Momberg used the k-word a number of times‚ a video that went viral last June showed. Mkhondo laid a complaint of crimen injuria.
That criminal case is under way and will resume on Friday at the Randburg Magistrate’s Court.
Mkhondo also approached the Equality Court where he asked for an order declaring Momberg’s statements against him constituted hate speech.
In addition to the R150 000 damages‚ Mkhondo and the commission want Momberg to make an unconditional apology to the policeman and to all black South Africans.
The Equality Court‚ sitting in Randburg‚ heard closing arguments on Monday following testimony in February.
Counsel for Mkhondo and the commission Usha Dayanand-Jugroop said Mkhondo had testified that Momberg should pay damages because her conduct constituted hate speech and that she could not insult people.

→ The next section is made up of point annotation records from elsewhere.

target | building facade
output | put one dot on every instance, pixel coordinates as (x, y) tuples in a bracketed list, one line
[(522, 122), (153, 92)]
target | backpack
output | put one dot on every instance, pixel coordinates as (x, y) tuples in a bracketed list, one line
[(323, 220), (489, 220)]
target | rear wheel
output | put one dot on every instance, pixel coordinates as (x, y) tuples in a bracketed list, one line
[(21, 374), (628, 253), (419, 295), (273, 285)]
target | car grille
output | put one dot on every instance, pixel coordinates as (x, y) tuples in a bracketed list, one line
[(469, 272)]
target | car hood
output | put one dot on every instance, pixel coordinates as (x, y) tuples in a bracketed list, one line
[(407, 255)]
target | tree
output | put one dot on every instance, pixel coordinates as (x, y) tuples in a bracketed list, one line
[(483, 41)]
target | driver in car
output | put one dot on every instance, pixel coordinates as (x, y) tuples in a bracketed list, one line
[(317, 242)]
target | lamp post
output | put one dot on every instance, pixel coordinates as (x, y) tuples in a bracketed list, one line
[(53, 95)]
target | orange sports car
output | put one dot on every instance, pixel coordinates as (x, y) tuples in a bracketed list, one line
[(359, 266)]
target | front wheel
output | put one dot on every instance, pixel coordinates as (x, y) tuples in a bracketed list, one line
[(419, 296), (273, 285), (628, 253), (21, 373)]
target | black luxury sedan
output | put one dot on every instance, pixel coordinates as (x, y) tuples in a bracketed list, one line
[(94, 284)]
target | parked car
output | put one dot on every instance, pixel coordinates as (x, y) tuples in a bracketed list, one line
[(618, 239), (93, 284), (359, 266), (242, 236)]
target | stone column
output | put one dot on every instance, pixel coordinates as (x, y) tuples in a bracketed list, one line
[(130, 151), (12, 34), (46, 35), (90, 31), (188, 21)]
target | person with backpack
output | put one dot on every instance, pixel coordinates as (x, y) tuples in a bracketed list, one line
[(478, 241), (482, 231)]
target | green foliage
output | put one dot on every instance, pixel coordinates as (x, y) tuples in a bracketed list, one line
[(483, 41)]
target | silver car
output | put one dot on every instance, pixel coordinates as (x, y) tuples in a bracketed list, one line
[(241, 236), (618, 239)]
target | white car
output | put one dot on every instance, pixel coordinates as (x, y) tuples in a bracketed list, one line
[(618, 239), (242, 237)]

Dayanand-Jugroop said the Equality Act enjoined a court adjudicating a hate speech complaint to be mindful of the fact that unfair discrimination remained embedded in practises‚ and attitudes.
She referred to a judgment passed by Chief Justice Mogoeng Mogoeng who said that “the word k***** was meant to visit the worst kind” of insult on another person.
Mogoeng also said the word had been calculated to achieve its set objective of delivering the harshest and most hurtful blow against African people.
Dayanand-Jugroop said Mkhondo had made out a case that his dignity had been infringed and that he had suffered emotionally as a result of Momberg’s tirade.
Momberg’s lawyer Joe Davidovitz said the reason Momberg testified was to allow the court to determine whether there had been intentional hate speech on her part.
“She was a victim of a vicious attempted hijacking and a smash and grab. We must begin there‚” Davidovitz said.
He said Momberg’s case was distinguishable from that of Penny Sparrow‚ a white woman who wrote a racist post about black people on Durban beaches.
Davidovitz said Sparrow wrote her post out of spite and hate without any provocation.
“The provocation in this case was the smash and grab. Momberg suffered and this crime was committed by a black person.”
Davidovitz said Momberg lashed out angrily at Mkhondo because of the trauma she had suffered.
“Ms Momberg’s utterances should not be seen as hateful‚ especially towards black people. Her words were hateful to everybody who was there as a result of her state of mind. She was also a victim‚” Davidovitz said.
The court will pass judgment on June 8.